Here are the categories of work that I love considering when it comes to mapping and designating certain areas on my calendar for certain type of work. These are the work categories, deep work, which I have down here as not client related. So, this is for tasks that require intense focused concentration. This could be research, it could be writing, it could be analytical work, but deep work is something to consider.

Shallow work, this is for important but less mentally demanding tasks. Such as responding to emails, attending meetings, administrative work, things like them, client work. This is for tasks related to providing quality services and support to clients. And that could include tasks such as responding to client inquiries, working on a client file, providing updates on ongoing projects, delivering completed work to clients.
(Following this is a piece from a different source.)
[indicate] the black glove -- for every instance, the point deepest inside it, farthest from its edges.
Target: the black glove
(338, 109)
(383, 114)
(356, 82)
Anything where you are working on a client file could be considered client work.

Team time, this is for tasks relating to training your team and elevating your team, spending time investing in your team, and what that looks like for where you are right now in the business. What do you need to give to your team in terms of time.

Personal time, this is for tasks related to your life appointments, errands, hobbies, etc. These are the categories of work that are a good starting place. You may add categories of work, and that's totally fine. You do you, you know yourself better. You know if there's a certain category of types of tasks that you are going to need.

But this ideal week that you create, it should be used as a template for scheduling events on your calendar. And so, that's why it's important to think through before we get to Monday Mapping, which is clearly going to be scheduling events on your calendar.

And it's also important to say that once you have this outlined, you need to share this with anyone who has access to schedule events on your calendar, so that everybody's on the same page. Here are the categories of work. This is the way I want to flow through my week. Here in the first half of Monday, I want to do deep work; deep work activities go here.

And that may be because you want to start the week with a win. Something that required a lot of focus and effort, you gave it your all, and you've got it done. That is making the week a win. Maybe you tell them, so they can see client work should be scheduled on Tuesday, Wednesdays and Thursdays, from this time to this time.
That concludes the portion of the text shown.